Dosage and administration method


  • Orally. Once daily, regardless of meals, preferably at the same time.
  • Essential hypertension.
  • The recommended starting dose for patients not taking antihypertensive agents is 1 tablet of 10 mg per day. The usual maintenance dose is 1 tablet of 20 mg per day; depending on BP values, the dose can be increased to 40 mg/day. The maximum daily dose is 40 mg/day. When increasing the dose, it should be taken into account that it takes 2-4 weeks for the full manifestation of the hypotensive effect. If the therapeutic effect is insufficient, the therapy should be supplemented with another antihypertensive agent.
  • Patients who take diuretics, 2-3 days prior to the start of therapy with Diroton® taking diuretics should be discontinued. If this is not possible, the initial dose of the preparation Dinrotoi® should not exceed 5 mg/day, and it is recommended to ensure medical supervision of the patient after the first dose, as symptomatic arterial hypotension may develop (maximum effect is seen 6 hours after the drug intake).

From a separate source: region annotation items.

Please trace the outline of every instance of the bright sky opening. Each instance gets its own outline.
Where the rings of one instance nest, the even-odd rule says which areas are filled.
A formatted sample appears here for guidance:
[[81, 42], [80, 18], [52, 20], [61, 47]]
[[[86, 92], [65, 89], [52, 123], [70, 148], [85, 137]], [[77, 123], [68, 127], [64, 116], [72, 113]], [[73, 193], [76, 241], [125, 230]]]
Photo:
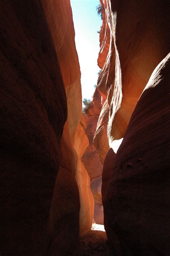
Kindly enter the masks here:
[[71, 0], [75, 29], [75, 41], [81, 73], [82, 99], [91, 99], [97, 84], [100, 50], [99, 34], [102, 21], [96, 6], [99, 0]]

  • Renovascular hypertension and other conditions associated with increased activity of the renin-angiotensin-aldosterone system. The recommended initial dose is 2.5-5 mg/day under intensive medical supervision (BP control, renal function, serum potassium). The maintenance dose, continuing close monitoring by physician, should be determined depending on the dynamics of BP.
  • Renal failure
    Since excretion of lisinopril is through the kidneys, the initial dose of Diroton® depends on IQ: at IQ 30-70 ml/min – 5-10 mg/day, at IQ 10-30 ml/min – 2.5-5 mg/day, less than 10 ml/min, including patients on hemodialysis – 2.5 mg/day. The maintenance dose depends on the clinical effect and is selected with regular measurements of renal function, blood potassium and sodium concentrations.
  • Chronic heart failure
    The initial daily dose of Diroton® 2.5 mg may be gradually increased after 3-5 days to the usual maintenance daily dose of 5-20 mg. The dose should not exceed the maximum daily dose of 20 mg. If used concomitantly with diuretics, the dose of the diuretic should be decreased beforehand, if possible.

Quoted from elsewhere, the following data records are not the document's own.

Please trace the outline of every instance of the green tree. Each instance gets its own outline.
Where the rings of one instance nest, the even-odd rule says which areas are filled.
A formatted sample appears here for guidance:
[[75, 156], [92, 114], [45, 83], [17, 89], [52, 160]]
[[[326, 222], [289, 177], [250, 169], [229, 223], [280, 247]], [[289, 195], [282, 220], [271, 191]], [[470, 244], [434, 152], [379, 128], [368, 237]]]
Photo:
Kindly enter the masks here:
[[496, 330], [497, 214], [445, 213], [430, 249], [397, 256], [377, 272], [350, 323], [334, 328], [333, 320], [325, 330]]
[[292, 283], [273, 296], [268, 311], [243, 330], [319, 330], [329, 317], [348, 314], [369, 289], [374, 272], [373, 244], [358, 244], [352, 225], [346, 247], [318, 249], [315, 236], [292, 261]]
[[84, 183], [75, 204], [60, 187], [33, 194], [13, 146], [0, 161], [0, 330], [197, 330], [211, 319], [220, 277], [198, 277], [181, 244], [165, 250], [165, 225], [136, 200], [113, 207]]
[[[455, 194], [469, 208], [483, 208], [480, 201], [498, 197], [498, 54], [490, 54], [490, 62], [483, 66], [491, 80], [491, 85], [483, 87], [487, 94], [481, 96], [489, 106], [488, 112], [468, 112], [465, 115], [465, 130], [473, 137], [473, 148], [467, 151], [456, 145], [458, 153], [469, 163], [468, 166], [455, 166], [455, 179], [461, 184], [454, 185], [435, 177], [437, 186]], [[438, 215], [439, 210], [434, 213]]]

    Before starting treatment with Diroton® and later during treatment, blood pressure, renal function, potassium and sodium in blood should be monitored regularly to avoid the development of hypotension and associated renal dysfunction.
  • Diabetic nephropathy.
    The daily dose in patients with insulin-independent diabetes mellitus with normal blood pressure is 10 mg in one dose. If necessary, the dose may be increased to 20 mg once daily to decrease diastolic blood pressure to 75 mm Hg measured in sitting position.
    Dose selection for patients with insulin-dependent diabetes mellitus with arterial hypertension follows the above scheme, but the optimal diastolic BP should be below 90 mm Hg.

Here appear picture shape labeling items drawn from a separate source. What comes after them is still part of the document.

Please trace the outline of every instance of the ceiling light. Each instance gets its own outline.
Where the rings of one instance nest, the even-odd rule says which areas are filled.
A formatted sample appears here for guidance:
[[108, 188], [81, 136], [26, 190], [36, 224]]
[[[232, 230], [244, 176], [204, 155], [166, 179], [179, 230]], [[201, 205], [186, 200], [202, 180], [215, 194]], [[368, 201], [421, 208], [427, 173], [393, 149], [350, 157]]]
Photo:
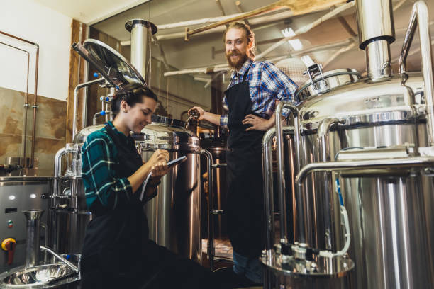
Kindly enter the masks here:
[[[282, 34], [283, 34], [284, 37], [291, 37], [296, 35], [295, 32], [294, 32], [294, 30], [292, 30], [292, 28], [290, 27], [285, 29], [282, 29], [280, 30], [280, 32], [282, 32]], [[301, 41], [300, 41], [299, 39], [291, 39], [290, 40], [288, 40], [288, 42], [289, 42], [289, 45], [292, 47], [292, 48], [296, 51], [301, 50], [303, 49], [303, 45], [301, 44]]]
[[306, 65], [306, 67], [308, 68], [315, 64], [309, 55], [303, 55], [300, 57], [300, 59], [303, 63], [304, 63], [304, 65]]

  • Acute myocardial infarction
    In case of using Diroton® during the first day after myocardial infarction, the initial dose is 5 mg, on the second day, 5 mg is prescribed again, on the third day – 10 mg, thereafter the maintenance dose is 10 mg per day. In patients with acute myocardial infarction, the drug shall be used for at least 6 weeks.
  • In patients with low systolic blood pressure (less than 120 mmHg), treatment should be started with a low dose (2.5 mg/day). In case of arterial hypotension when systolic blood pressure is less than 100 mmHg, the maintenance dose is reduced to 5 mg/day, if necessary 2.5 mg/day may be temporarily prescribed.
  • In case of prolonged marked BP decrease (systolic BP below 90 mmHg for more than 1 hour), the drug treatment should be stopped.